Abstract

Pedestrian flow in densely populated or congested areas usually presents irregular or turbulent motion state due to competitive behaviors of individual pedestrians, which reduces flow efficiency and raises the risk of crowd accidents. Effective pedestrian flow regulation strategies are highly valuable for flow optimization. Existing studies seek for optimal design of indoor architectural features and spatial placement of pedestrian facilities for the purpose of flow optimization. However, once placed, the stationary facilities are not adaptive to real-time flow changes. In this paper, we investigate the problem of regulating two merging pedestrian flows in a bottleneck area using a mobile robot moving among the pedestrian flows. The pedestrian flows are regulated through dynamic human-robot interaction (HRI) during their collective motion.
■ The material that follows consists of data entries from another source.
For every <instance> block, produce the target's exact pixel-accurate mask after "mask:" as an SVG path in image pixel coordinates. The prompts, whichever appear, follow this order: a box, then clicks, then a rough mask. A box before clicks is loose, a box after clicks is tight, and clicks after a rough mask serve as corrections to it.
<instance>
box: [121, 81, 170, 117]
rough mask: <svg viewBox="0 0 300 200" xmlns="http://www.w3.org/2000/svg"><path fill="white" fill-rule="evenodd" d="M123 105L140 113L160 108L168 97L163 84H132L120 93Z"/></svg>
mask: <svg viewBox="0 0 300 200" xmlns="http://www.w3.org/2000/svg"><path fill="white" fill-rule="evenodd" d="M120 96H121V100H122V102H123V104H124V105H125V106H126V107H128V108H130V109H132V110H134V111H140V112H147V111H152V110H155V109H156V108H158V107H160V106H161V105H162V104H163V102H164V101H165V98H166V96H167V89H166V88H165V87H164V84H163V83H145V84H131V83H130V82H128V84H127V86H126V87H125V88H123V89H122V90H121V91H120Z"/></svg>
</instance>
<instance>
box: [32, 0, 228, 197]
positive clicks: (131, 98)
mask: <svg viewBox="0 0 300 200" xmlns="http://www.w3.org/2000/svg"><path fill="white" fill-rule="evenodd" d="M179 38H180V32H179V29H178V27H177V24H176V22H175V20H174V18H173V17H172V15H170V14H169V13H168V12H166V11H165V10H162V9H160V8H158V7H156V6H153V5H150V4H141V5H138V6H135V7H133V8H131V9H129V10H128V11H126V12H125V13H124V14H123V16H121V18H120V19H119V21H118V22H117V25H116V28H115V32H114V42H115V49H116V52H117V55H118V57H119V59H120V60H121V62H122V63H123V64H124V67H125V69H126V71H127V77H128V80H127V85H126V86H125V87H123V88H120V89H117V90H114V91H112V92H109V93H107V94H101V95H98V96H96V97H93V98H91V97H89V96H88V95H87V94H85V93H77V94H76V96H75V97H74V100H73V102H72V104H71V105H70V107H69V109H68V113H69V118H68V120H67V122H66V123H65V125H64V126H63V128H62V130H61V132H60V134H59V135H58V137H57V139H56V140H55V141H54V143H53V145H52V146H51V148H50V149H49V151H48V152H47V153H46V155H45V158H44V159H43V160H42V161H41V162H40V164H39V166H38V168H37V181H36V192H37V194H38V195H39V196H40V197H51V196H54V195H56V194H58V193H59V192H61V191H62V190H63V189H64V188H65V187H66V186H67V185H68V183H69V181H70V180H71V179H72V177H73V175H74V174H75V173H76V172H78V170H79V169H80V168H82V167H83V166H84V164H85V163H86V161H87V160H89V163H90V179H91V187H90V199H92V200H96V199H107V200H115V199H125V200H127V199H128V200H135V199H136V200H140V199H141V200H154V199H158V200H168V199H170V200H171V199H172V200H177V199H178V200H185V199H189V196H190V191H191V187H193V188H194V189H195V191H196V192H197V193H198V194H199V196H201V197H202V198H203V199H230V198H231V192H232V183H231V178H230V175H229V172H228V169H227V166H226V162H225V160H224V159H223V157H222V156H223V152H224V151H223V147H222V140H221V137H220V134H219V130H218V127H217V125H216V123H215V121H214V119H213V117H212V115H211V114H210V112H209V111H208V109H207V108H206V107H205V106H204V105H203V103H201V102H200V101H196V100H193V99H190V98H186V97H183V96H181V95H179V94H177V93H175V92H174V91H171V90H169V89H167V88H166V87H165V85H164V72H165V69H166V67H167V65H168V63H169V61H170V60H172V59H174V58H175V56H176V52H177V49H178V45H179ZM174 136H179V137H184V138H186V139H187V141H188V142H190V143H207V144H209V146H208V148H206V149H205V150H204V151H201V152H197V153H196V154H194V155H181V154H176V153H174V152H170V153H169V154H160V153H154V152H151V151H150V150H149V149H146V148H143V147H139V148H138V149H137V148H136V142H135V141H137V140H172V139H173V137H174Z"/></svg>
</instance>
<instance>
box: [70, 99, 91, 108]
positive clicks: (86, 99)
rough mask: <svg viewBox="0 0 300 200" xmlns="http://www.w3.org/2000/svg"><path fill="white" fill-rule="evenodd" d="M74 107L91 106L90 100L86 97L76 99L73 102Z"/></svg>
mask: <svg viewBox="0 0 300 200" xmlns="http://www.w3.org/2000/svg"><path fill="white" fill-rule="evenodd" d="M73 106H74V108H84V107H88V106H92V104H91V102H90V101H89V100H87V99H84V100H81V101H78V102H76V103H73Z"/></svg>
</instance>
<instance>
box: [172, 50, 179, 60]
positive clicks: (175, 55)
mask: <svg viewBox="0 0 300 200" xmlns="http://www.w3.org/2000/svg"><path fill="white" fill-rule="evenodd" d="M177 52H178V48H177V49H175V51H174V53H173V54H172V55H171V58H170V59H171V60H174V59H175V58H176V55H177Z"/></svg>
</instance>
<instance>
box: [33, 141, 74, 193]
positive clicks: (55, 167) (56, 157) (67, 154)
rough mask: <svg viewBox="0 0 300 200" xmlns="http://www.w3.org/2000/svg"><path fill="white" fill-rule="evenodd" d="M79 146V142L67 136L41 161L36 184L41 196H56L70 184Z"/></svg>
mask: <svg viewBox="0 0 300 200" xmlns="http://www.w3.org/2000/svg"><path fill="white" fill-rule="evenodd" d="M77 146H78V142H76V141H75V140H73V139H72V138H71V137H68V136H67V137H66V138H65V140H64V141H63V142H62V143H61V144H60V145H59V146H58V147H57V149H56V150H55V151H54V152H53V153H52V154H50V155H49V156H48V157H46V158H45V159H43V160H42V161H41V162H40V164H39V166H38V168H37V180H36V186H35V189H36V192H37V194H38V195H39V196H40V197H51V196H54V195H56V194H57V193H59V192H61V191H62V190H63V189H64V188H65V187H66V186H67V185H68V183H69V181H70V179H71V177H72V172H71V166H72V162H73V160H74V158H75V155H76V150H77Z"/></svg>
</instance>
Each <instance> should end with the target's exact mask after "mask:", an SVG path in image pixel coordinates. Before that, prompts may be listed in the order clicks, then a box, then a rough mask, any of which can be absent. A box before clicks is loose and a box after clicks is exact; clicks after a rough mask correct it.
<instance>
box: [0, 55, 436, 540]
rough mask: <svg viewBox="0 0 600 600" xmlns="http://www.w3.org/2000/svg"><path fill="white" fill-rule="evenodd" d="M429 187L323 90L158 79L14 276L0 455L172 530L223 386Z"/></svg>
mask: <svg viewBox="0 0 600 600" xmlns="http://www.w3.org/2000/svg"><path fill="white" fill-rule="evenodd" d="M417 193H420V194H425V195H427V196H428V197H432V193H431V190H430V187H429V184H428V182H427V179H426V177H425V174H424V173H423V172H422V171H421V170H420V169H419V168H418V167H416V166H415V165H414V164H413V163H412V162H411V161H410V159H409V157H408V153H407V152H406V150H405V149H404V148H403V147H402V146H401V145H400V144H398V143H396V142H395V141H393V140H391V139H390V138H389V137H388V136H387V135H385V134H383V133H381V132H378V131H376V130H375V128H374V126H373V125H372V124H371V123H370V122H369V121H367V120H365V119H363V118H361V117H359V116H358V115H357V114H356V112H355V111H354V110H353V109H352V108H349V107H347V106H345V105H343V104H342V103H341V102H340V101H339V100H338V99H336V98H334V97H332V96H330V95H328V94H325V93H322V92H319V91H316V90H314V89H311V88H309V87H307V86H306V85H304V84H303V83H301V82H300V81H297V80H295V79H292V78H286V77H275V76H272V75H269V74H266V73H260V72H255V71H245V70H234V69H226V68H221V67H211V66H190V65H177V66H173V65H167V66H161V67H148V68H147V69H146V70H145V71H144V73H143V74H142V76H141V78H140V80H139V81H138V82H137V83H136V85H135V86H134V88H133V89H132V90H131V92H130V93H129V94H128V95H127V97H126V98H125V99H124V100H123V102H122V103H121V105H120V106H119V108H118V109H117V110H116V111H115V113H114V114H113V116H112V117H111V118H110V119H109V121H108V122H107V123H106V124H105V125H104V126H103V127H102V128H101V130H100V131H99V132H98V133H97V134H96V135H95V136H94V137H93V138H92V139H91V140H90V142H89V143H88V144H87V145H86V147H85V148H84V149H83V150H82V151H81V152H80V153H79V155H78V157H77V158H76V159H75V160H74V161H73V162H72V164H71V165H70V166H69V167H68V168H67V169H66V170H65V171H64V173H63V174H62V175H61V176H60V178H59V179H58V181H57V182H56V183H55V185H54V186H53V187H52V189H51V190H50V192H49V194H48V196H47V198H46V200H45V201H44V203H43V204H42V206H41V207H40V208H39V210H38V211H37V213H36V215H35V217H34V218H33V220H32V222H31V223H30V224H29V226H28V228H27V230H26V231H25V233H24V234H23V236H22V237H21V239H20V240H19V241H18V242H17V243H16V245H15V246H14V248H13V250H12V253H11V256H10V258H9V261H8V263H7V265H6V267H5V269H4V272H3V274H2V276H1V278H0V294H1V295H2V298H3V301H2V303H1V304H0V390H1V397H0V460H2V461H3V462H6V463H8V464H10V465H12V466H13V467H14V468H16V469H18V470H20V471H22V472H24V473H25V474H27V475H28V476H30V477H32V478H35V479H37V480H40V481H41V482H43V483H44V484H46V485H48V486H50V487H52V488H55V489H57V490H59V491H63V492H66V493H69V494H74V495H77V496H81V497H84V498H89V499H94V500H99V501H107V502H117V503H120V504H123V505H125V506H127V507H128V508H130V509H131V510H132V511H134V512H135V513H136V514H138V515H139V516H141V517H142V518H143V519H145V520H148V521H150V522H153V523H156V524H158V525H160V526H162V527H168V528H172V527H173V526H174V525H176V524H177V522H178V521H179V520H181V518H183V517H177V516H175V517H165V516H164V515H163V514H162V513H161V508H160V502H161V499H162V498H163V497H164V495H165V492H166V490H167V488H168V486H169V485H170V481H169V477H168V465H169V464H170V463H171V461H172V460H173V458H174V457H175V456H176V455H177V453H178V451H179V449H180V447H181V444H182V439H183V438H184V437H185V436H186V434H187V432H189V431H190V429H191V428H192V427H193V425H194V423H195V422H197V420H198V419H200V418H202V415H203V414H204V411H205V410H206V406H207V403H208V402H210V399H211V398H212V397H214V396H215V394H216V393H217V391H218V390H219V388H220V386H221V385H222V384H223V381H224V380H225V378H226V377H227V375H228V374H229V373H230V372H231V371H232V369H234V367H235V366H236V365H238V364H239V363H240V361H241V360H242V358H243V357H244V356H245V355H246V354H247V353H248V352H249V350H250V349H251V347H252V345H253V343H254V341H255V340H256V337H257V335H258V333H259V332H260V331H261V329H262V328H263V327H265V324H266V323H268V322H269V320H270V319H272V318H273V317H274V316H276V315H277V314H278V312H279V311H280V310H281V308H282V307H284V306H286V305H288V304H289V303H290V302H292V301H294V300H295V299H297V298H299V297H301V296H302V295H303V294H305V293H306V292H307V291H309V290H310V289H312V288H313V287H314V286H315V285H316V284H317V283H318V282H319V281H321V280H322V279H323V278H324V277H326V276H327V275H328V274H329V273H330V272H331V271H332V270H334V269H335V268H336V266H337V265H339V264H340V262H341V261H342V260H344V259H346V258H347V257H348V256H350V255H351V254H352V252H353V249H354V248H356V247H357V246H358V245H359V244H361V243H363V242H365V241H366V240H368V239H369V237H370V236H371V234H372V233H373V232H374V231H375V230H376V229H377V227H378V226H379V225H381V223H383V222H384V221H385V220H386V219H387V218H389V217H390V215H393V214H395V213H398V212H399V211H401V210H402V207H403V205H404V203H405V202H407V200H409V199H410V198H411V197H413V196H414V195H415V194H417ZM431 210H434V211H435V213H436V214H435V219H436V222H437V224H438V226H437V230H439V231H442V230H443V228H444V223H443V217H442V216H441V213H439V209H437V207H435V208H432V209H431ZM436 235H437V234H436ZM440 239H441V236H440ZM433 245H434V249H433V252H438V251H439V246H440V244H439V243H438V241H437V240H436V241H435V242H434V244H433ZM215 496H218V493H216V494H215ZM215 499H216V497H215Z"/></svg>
We adopt an adaptive dynamic programming (ADP) method to learn the optimal motion parameters of the robot in real time, and the resulting outflow through the bottleneck is maximized with the crowd pressure reduced to avoid potential crowd disasters. The proposed algorithm is a data-driven approach that only uses camera observation of pedestrian flows without explicit models of pedestrian dynamics and HRI. Extensive simulation studies are performed in both MATLAB and a robotic simulator to verify the proposed approach and evaluate the performances.